Jakob Homan added a comment - 30/Jun/09 07:12 AM
Ran into a problem that I didn't notice with the HDFS version of TestTrash. I think there's an issue with the FileSystem.listStatus methods between LocalFileSystem and DistributedFileSystem, which I'll look into. In the meantime, modified test so that it doesn't rely on that method and works on both local and distributed file systems.
Will run full test suite tonight, report tomorrow morning. Also, deleted old patches to avoid confusion. New patches for both trunk and v20 should be good to go.

Jakob Homan added a comment - 30/Jun/09 03:02 PM
Updated patches are good to go on all commons unit tests for trunk and all tests for v20. Test-patch is fine except the incorrect javac warnings, which are not related.
     [exec] -1 overall.  
     [exec] 
     [exec]     +1 @author.  The patch does not contain any @author tags.
     [exec] 
     [exec]     +1 tests included.  The patch appears to include 3 new or modified tests.
     [exec] 
     [exec]     +1 javadoc.  The javadoc tool did not generate any warning messages.
     [exec] 
     [exec]     -1 javac.  The applied patch generated 64 javac compiler warnings (more than the trunk's current 124 warnings).
     [exec] 
     [exec]     +1 findbugs.  The patch does not introduce any new Findbugs warnings.
     [exec] 
     [exec]     +1 release audit.  The applied patch does not increase the total number of release audit warnings.

Sanjay Radia added a comment - 30/Jun/09 04:25 PM
Should we consider excluding trash for files deleted from /tmp (ie make -skipTrash implicit when deleting from /tmp.)?

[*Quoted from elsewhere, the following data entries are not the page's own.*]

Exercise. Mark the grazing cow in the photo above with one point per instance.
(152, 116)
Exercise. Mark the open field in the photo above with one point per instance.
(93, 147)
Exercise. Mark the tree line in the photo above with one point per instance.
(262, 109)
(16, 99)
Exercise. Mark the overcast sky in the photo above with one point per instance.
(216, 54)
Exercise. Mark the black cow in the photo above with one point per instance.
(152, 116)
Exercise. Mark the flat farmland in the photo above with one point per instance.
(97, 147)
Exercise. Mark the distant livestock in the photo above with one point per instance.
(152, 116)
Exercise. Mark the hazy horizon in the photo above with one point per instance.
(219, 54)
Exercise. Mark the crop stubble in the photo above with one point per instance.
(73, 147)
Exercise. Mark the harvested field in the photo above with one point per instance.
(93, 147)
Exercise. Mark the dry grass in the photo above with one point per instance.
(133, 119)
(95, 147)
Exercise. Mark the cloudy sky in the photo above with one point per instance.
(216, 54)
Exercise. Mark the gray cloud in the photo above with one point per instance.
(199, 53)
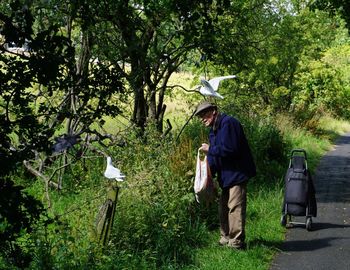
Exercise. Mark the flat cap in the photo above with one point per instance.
(203, 106)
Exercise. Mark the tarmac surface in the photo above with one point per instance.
(327, 245)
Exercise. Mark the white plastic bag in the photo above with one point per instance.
(203, 182)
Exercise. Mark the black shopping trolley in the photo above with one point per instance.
(299, 192)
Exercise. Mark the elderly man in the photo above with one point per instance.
(230, 159)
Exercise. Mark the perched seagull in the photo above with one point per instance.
(113, 172)
(209, 88)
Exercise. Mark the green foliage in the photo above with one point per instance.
(18, 215)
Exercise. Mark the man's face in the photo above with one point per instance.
(207, 117)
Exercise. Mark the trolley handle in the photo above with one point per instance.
(299, 151)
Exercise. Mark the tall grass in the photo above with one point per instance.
(158, 224)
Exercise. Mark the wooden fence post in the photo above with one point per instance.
(105, 217)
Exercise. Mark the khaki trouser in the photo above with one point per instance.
(232, 211)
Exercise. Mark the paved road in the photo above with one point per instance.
(327, 246)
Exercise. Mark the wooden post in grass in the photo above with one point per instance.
(105, 217)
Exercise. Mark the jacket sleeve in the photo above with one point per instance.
(211, 163)
(228, 144)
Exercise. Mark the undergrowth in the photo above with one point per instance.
(158, 224)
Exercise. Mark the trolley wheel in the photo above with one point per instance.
(308, 224)
(284, 220)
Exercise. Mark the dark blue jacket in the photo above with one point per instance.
(229, 155)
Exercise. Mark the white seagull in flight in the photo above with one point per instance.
(209, 88)
(112, 172)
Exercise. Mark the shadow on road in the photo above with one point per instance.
(324, 226)
(308, 245)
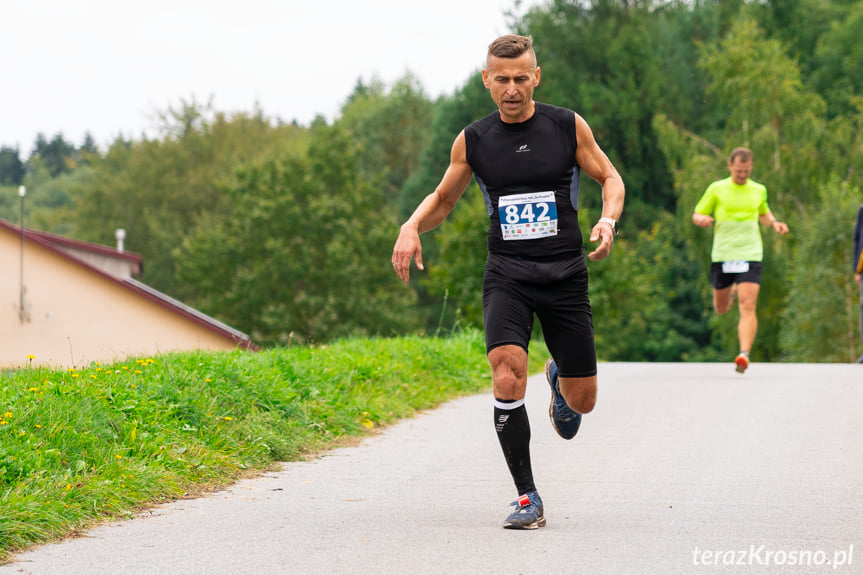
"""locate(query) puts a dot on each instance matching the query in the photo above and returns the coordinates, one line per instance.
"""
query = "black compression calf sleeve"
(513, 432)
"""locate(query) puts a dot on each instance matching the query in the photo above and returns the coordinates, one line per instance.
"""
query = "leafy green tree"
(159, 190)
(391, 128)
(838, 63)
(304, 255)
(11, 167)
(57, 154)
(820, 318)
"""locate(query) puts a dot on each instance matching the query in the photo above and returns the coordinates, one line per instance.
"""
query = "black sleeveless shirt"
(529, 177)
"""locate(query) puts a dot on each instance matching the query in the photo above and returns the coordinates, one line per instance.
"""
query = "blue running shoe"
(527, 514)
(564, 420)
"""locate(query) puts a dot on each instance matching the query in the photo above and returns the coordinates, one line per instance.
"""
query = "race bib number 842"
(528, 216)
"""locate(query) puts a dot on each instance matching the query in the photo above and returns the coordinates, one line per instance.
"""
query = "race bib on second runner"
(737, 267)
(528, 216)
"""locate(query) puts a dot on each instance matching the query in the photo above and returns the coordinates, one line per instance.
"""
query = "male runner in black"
(527, 157)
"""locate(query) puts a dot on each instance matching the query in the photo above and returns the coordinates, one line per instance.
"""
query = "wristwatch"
(612, 222)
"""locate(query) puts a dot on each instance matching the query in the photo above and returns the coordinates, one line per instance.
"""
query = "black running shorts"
(511, 295)
(722, 280)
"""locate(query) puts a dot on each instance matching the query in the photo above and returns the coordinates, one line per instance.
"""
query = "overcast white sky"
(108, 65)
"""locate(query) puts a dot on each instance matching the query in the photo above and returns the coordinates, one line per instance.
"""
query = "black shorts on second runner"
(722, 280)
(562, 306)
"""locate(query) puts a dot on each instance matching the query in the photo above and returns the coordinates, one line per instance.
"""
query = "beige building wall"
(77, 316)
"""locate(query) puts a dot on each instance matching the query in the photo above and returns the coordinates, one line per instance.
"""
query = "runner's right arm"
(432, 210)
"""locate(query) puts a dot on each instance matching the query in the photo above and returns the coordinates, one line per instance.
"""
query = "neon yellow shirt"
(735, 210)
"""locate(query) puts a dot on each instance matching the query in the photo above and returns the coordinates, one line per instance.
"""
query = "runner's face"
(511, 82)
(740, 171)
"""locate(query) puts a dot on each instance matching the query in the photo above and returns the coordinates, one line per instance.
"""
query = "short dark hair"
(745, 155)
(510, 46)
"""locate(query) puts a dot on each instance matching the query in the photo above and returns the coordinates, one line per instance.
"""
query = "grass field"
(82, 446)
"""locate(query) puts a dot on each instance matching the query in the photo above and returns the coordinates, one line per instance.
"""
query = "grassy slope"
(77, 447)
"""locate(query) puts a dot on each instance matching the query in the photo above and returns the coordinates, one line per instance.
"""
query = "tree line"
(285, 231)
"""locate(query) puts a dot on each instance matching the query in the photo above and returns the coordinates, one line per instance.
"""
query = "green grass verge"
(81, 446)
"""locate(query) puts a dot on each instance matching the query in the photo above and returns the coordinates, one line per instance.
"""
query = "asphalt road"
(682, 468)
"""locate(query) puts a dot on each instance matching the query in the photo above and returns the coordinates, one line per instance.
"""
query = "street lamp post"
(22, 191)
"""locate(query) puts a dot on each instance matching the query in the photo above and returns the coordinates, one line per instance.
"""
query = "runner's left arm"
(593, 162)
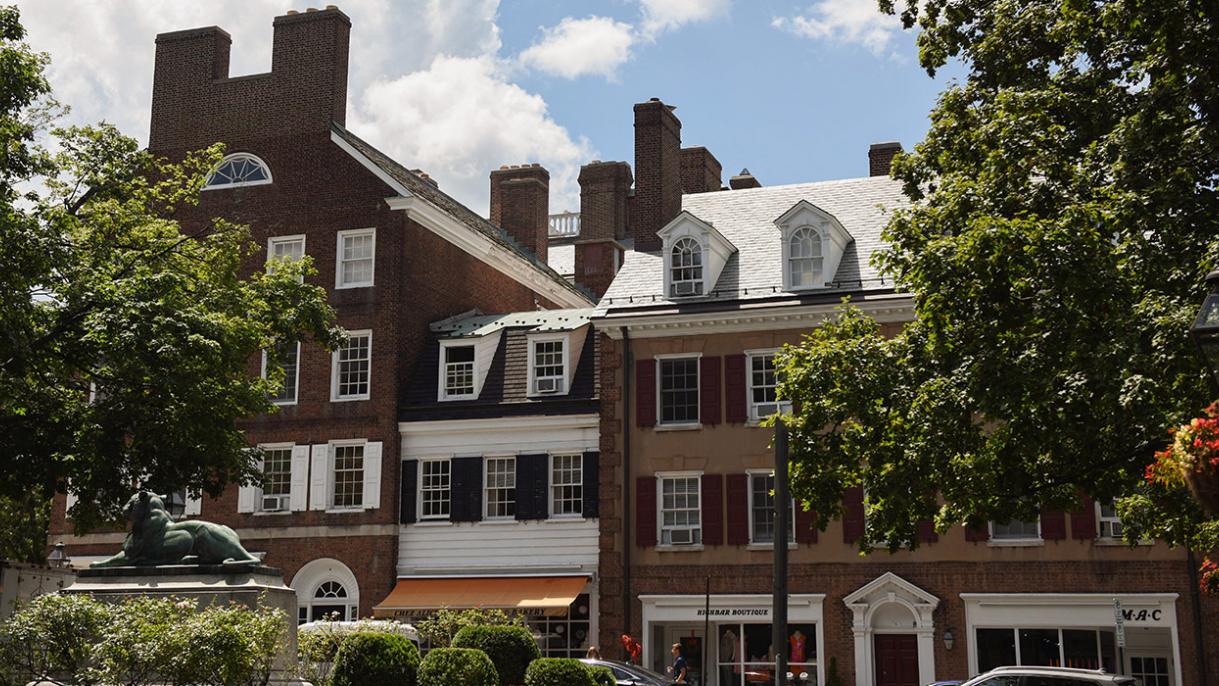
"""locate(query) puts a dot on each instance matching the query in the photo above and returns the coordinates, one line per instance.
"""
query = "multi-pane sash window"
(349, 477)
(680, 514)
(434, 489)
(547, 363)
(501, 486)
(356, 254)
(679, 390)
(352, 367)
(567, 485)
(685, 268)
(277, 479)
(763, 397)
(458, 371)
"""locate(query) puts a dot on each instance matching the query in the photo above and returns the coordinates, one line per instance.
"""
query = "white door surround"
(891, 604)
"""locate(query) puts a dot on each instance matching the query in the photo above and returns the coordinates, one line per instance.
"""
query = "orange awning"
(522, 594)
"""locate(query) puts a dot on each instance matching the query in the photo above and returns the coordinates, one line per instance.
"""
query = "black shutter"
(467, 489)
(591, 479)
(410, 481)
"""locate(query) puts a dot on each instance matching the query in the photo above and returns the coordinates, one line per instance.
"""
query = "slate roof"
(432, 194)
(746, 218)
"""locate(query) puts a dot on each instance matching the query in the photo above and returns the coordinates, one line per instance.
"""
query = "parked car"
(630, 674)
(1048, 676)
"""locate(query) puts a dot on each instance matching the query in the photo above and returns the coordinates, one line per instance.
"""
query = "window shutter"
(319, 477)
(410, 485)
(805, 525)
(735, 408)
(1083, 520)
(738, 525)
(645, 392)
(1053, 525)
(712, 486)
(708, 390)
(298, 492)
(372, 474)
(645, 511)
(591, 487)
(852, 514)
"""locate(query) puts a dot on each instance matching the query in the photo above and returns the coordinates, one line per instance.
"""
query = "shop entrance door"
(896, 659)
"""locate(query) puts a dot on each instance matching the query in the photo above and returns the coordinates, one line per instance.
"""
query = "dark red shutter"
(738, 489)
(645, 392)
(708, 390)
(735, 411)
(713, 509)
(1083, 520)
(1053, 524)
(852, 514)
(645, 511)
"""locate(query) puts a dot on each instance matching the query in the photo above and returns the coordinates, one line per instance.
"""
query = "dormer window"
(238, 169)
(685, 268)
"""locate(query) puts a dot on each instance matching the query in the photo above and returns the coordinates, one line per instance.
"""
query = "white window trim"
(660, 509)
(661, 425)
(330, 479)
(239, 184)
(441, 391)
(296, 381)
(566, 339)
(338, 260)
(334, 369)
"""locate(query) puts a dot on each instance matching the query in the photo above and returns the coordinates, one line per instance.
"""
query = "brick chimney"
(195, 102)
(880, 157)
(657, 172)
(521, 204)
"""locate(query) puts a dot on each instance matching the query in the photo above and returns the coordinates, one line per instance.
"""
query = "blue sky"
(795, 91)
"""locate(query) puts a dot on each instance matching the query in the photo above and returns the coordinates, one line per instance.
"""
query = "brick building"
(716, 283)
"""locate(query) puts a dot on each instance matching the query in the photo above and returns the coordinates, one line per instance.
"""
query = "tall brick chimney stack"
(657, 172)
(880, 157)
(521, 204)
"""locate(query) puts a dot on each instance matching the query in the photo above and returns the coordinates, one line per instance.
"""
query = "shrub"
(457, 667)
(376, 658)
(558, 671)
(511, 648)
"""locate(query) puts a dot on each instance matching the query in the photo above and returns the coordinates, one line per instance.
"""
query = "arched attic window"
(238, 169)
(685, 268)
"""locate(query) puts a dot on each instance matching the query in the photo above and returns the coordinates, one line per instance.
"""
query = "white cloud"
(596, 45)
(851, 22)
(664, 15)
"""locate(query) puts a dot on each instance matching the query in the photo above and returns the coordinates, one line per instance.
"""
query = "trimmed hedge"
(456, 667)
(511, 648)
(558, 671)
(376, 658)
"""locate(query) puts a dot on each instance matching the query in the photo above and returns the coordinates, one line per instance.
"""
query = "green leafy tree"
(124, 340)
(1063, 216)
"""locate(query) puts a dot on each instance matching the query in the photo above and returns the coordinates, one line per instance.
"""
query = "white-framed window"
(291, 374)
(356, 258)
(567, 485)
(351, 375)
(678, 390)
(547, 364)
(457, 372)
(680, 509)
(435, 487)
(806, 261)
(238, 169)
(685, 268)
(500, 487)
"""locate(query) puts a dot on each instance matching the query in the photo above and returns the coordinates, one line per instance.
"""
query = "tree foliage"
(1063, 216)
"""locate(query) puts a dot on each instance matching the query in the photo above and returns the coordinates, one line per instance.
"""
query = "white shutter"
(372, 474)
(319, 477)
(299, 479)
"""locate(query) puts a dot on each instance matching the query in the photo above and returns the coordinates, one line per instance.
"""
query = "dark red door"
(896, 659)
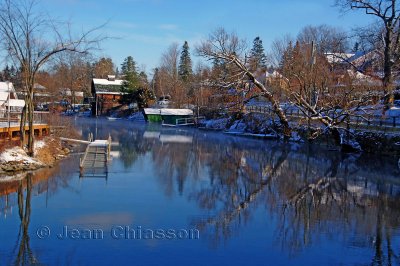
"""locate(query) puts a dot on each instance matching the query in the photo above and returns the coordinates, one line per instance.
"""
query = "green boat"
(167, 116)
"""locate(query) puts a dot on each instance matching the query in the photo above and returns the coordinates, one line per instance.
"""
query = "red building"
(107, 93)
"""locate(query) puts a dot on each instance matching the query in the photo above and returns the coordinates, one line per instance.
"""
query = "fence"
(355, 121)
(14, 118)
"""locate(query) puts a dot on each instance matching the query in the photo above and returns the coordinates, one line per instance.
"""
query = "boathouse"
(107, 93)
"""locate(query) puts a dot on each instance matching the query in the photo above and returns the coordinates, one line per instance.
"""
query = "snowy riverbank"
(15, 159)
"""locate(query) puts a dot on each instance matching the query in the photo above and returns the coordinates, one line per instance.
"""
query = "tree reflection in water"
(313, 193)
(25, 255)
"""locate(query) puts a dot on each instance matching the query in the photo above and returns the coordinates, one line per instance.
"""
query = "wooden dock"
(95, 161)
(13, 132)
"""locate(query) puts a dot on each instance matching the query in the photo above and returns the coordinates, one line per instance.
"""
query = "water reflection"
(314, 194)
(303, 195)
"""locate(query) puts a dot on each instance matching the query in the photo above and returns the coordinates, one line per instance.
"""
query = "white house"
(9, 99)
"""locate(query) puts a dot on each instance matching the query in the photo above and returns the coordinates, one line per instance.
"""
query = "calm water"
(187, 197)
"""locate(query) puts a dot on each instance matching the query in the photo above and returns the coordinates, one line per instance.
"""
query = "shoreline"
(14, 161)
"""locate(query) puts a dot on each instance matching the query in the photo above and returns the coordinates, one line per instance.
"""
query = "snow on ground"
(216, 123)
(8, 178)
(16, 154)
(138, 116)
(39, 144)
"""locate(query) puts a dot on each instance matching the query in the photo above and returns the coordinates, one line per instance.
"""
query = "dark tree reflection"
(313, 193)
(25, 256)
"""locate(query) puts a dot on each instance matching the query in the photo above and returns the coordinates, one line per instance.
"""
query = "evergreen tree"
(135, 86)
(128, 66)
(257, 55)
(185, 64)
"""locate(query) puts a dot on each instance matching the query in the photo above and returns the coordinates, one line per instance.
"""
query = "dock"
(95, 160)
(13, 132)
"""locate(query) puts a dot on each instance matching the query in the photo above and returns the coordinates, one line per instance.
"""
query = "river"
(190, 197)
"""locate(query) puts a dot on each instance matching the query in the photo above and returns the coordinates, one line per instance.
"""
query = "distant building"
(107, 93)
(9, 99)
(71, 96)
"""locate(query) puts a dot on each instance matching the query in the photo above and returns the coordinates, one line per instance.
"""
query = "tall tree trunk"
(22, 125)
(387, 68)
(31, 129)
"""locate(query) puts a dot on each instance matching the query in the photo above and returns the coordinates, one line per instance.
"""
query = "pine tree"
(257, 55)
(128, 66)
(131, 82)
(185, 64)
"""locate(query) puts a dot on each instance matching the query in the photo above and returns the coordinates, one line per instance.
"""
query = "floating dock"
(12, 132)
(95, 161)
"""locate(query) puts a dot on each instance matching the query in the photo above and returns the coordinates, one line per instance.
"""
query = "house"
(71, 96)
(8, 99)
(107, 93)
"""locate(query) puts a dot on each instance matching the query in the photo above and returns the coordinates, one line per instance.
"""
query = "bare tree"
(171, 83)
(231, 50)
(31, 39)
(388, 14)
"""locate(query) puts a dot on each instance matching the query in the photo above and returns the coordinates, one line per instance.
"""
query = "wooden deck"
(94, 162)
(13, 132)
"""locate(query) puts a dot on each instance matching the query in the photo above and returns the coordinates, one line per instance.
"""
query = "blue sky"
(145, 28)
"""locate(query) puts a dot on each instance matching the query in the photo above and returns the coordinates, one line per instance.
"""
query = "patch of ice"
(216, 123)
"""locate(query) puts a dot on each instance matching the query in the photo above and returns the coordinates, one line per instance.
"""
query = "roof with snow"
(339, 57)
(6, 87)
(167, 111)
(15, 103)
(104, 86)
(68, 92)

Jakob Homan added a comment - 30/Jun/09 04:54 PM

Should we consider excluding trash for files deleted from /tmp (ie make -skipTrash implicit when deleting from /tmp.)?

I'm not a fan of special cases for certain directories, even for /tmp, and particularly when we're already straying away from the posix world with the trash feature. Minimizing surprise seems a good goal, and I'd be very surprised if I were accustomed to explicitly skipping the trash when I want and discovering something I had expected to be trashed had been helpfully nuked by the system.


Tsz Wo (Nicholas), SZE added a comment - 30/Jun/09 06:35 PM
> [exec] -1 javac. The applied patch generated 64 javac compiler warnings (more than the trunk's current 124 warnings).

The patch does not seem to have so many warnings. Filed HADOOP-6122.


Konstantin Shvachko added a comment - 30/Jun/09 07:02 PM
I just committed this. Thank you Jakob.

Jakob Homan added a comment - 30/Jun/09 07:40 PM
added release note.

Hudson added a comment - 01/Jul/09 11:10 AM
Integrated in Hadoop-Common-trunk #13 (See http://hudson.zones.apache.org/hudson/job/Hadoop-Common-trunk/13/)
is going to 0.20.
. Introduce -skipTrash option to rm and rmr. Contributed by Jakob Homan.